Bonjour, tu vas bien ? Je déteste cette phrase. Je lui préfère celle-ci : comment vas-tu ? La première exige un oui de politesse, la seconde laisse le droit de dire "ça ne va pas fort ce matin", en totale sincérité, en abandonnant la bienséance et les formules de politesse. Se donner le droit d'être à l'écoute de son ressenti. Moi je vais bien, j'ai le sourire, même sous ce masque dont on ne supporte plus les fibres qui chatouillent le nez, qui cache le gloss que je mets sur mes lèvres. Et dans mes yeux fleurissent aussi des sourires, faut dire qu'ils ont été bien arrosés, mes yeux. J'en ai versées des larmes sur mon oreiller de plume. Maman brisée par la mort d'un mari, maman courage qui a pris ses trois oisillons sous son aile pour continuer d'avancer sur le chemin de la vie.
"Et tu n'as pas encore refait ta vie?" Pardon ? Refaire ma vie ? Ça veut dire quoi refaire sa vie ? Je sais qu'on peut refaire sa cuisine, refaire l'électricité, mais refaire sa vie ? Non. Alors excusez-moi, je suis pénible. Un mot est un mot. Refaire sa vie ? Non, je ne vais pas refaire ma vie, je continue ma vie. J'ai perdu mon prince, mon mari, mon danseur, mon confident, mon partenaire, et j'avance comme je peux, le coeur brisé. Coeur brisé dont je surveille la cicatrisation. C'est fragile, c'est vulnérable, c'est sensible aux peines et aux chagrins, c'est surtout par contre sensible à la peine de l'autre et ça se nourrit de beau, de sourires et de soleil. Je prends la force dans l'humain, dans l'échange avec les autres, en totale intelligence de coeur, dans la bienveillance et le respect.

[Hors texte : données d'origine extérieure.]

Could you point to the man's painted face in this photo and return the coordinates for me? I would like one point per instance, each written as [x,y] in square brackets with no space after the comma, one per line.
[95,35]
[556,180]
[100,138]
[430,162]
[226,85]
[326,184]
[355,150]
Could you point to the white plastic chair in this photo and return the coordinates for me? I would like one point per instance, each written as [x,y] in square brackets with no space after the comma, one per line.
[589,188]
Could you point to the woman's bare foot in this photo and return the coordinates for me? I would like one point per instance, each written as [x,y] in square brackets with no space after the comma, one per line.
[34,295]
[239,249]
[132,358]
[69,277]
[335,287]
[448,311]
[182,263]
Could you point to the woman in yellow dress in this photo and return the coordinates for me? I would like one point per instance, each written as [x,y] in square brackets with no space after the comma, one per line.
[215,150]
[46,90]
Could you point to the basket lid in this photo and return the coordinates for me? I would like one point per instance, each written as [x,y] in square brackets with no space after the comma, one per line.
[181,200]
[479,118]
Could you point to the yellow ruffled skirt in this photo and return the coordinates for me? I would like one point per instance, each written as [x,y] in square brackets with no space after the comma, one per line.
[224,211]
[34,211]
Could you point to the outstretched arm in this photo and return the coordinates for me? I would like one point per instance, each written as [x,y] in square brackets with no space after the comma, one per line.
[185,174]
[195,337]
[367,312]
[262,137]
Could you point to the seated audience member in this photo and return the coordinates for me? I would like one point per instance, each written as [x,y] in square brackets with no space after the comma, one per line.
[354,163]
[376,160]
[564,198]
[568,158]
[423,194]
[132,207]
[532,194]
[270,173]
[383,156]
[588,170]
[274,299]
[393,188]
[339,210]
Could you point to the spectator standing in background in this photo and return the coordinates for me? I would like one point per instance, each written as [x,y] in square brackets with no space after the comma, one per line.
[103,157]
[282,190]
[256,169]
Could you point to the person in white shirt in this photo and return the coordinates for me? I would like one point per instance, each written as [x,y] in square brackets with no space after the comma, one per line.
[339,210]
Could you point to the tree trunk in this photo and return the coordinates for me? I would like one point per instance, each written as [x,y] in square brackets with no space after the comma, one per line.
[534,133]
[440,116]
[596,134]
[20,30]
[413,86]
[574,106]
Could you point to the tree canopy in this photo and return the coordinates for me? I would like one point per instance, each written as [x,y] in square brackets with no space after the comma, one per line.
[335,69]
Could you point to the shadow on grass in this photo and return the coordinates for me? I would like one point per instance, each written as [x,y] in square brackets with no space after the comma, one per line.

J'ai le droit d'aller bien et quand c'est le cas, je le dis et je souris. Et quand ça ne va pas, je le dis aussi, ou plus exactement, mes yeux le disent en un flot qui s'écoule sur mes joues. Un souvenir, une odeur, une mélodie, le barrage cède. Les souvenirs sont si forts, si intense, notre amour était si fort.
Alors oui, je vais bien, aussi bien qu'il est possible d'aller bien quand en l'espace de quelques années, tout explose. Je me suis retrouvée veuve; puis j'ai perdu mon père, mon repère, qui était si présent pour moi et les enfants. Un cinq janvier qui m'enleva mon époux, un cinq janvier qui vit mon père chuter dans les escaliers, chute qui le plongea dans le coma et dont il ne revint pas.
Mais je vais bien. Je garde des yeux grands ouverts sur le monde, j'en vois la beauté, malgré les horreurs et la folie des hommes. J'ai envie, j'ai besoin de croire que ça va aller, tout comme j'ai réussi à me relever, je sais que la bonne volonté et les valeurs ne sont pas mortes. Chacun y met du sien, du mieux qu'il peut. Les infos veulent nous faire croire que l'humain est foutu, mais moi j'ai envie de croire qu'en pensant, qu'en s'engageant, on peut changer des petites choses. Autour de soi, pour les enfants qui grandissent parmi nous. On peut faire tant et ça va aller, ça va aller bien. Pour que chacun puisse dire : aujourd'hui je vais bien. Mais puisse dire aussi, "aujourd'hui je ne vais pas bien", mais je sais que ça va aller. Car tout le monde mérite d'aller bien, tout le monde a le droit d'aller bien. Quand on dit les choses, quand on pose des mots, on soigne les maux.